IN THIS previous discussion, a reader asks:
How is [the pervasive sublimity of Muslim architecture – or, for that matter, poetry or spirituality] possible for a civilization that is “inherently false and evil”?
This is an important question (although, for clarification, it is important to note that I never asserted that Islamic civilization was false or evil, but Islam itself.) This question is important not just in regard to Islam but to all false doctrines that flourish, produce admirable works and create some civilized order. Please see Kristor’s outstanding and succinct response. In a few paragraphs, he explains why evil must and always will coincide with the Good.
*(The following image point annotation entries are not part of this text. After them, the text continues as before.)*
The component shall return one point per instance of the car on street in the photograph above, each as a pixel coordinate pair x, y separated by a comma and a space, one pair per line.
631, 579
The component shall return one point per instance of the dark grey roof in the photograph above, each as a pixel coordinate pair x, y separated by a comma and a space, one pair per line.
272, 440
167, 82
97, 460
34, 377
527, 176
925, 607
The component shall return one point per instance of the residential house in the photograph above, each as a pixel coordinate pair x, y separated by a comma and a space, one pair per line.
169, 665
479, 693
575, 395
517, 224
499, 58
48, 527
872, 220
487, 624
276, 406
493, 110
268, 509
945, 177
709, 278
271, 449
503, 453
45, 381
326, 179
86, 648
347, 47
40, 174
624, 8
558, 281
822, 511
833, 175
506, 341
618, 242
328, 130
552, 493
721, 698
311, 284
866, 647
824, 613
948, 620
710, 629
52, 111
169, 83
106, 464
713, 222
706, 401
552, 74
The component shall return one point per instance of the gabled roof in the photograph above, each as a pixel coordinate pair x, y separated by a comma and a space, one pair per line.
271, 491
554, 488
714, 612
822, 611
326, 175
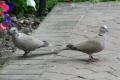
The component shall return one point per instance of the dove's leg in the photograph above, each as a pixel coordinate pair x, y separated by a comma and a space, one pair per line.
26, 53
92, 59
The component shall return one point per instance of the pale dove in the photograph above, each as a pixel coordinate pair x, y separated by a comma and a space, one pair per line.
93, 45
25, 42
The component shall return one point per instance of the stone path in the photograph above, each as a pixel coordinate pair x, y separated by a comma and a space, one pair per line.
71, 23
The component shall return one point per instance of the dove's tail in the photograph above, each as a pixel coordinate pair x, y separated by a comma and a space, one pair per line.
71, 47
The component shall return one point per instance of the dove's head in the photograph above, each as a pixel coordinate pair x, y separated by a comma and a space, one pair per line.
13, 30
103, 29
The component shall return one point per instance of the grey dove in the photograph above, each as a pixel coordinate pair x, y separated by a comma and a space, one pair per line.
93, 45
25, 42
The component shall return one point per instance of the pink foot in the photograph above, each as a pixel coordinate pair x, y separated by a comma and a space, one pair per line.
92, 59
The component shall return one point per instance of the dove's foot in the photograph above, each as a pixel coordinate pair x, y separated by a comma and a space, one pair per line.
92, 59
25, 54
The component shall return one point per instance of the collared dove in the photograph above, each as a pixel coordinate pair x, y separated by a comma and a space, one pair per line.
93, 45
25, 42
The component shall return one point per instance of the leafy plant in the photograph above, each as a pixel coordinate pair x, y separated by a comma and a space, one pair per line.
51, 4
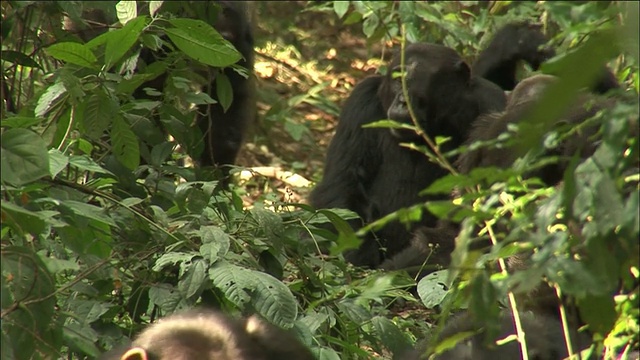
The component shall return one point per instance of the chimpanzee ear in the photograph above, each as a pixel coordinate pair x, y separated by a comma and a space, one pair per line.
463, 69
136, 353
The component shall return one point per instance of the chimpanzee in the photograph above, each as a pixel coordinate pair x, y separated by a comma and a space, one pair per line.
523, 41
513, 43
368, 172
222, 131
488, 127
209, 335
543, 334
521, 102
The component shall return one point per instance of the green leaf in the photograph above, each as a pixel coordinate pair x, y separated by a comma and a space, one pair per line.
85, 163
273, 300
96, 113
27, 285
23, 157
166, 297
340, 8
21, 219
390, 334
57, 162
126, 11
234, 281
121, 40
20, 122
433, 288
73, 53
224, 90
125, 144
194, 277
19, 59
202, 42
49, 98
599, 312
88, 211
81, 338
215, 243
172, 258
370, 25
154, 6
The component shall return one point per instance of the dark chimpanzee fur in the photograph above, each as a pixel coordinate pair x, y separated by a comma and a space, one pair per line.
209, 335
224, 131
367, 171
543, 334
521, 102
513, 43
518, 42
488, 127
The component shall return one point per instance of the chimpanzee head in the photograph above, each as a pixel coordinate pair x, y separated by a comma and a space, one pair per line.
529, 43
437, 84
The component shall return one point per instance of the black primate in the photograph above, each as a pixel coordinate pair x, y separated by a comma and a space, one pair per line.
224, 131
521, 102
367, 171
521, 42
210, 335
513, 43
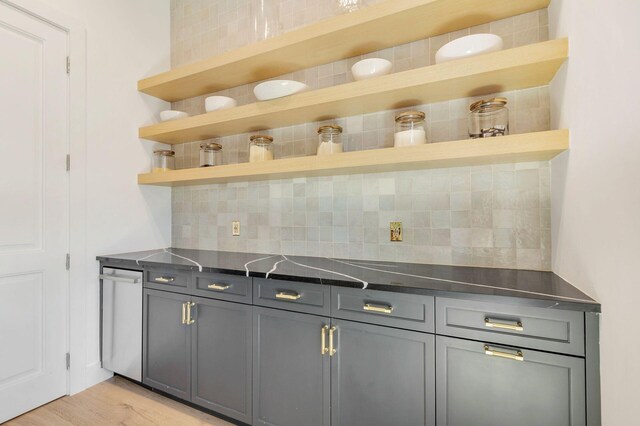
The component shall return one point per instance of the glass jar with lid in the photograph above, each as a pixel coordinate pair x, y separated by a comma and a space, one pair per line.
163, 160
329, 139
409, 129
210, 154
488, 118
260, 148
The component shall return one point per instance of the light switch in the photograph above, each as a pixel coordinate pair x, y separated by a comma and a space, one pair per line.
395, 229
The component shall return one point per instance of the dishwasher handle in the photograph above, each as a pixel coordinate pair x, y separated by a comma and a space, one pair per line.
120, 278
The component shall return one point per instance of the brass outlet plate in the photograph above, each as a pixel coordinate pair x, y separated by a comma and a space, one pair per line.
395, 229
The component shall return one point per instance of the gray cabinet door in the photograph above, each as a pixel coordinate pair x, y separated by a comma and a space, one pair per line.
291, 375
166, 343
382, 376
221, 357
484, 389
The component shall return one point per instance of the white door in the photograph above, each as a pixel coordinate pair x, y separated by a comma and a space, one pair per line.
33, 212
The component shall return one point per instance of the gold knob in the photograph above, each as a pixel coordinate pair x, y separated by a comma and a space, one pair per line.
287, 296
516, 326
218, 287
He writes:
If Islam is false, then Muslim saints, poets and architects who approach sublimity are all the more remarkable, for they have won through to the Good at the heart of all things despite their false religion. It should hardly surprise us that there are Muslims who have scaled such heights. The falsity of their religion does not annihilate their appreciation or capacity for beauty or goodness. Nothing can persist unless it has some good and truth in it. So even Islam expresses some truths. And everyone, no matter how many false beliefs he may hold, must if he is to live perforce confront and deal with the world as it really is: so that the truth of things must press upon him, and shape him. Anything that is, then, may by being the handiwork of God be also for some creature the occasion of a theophany.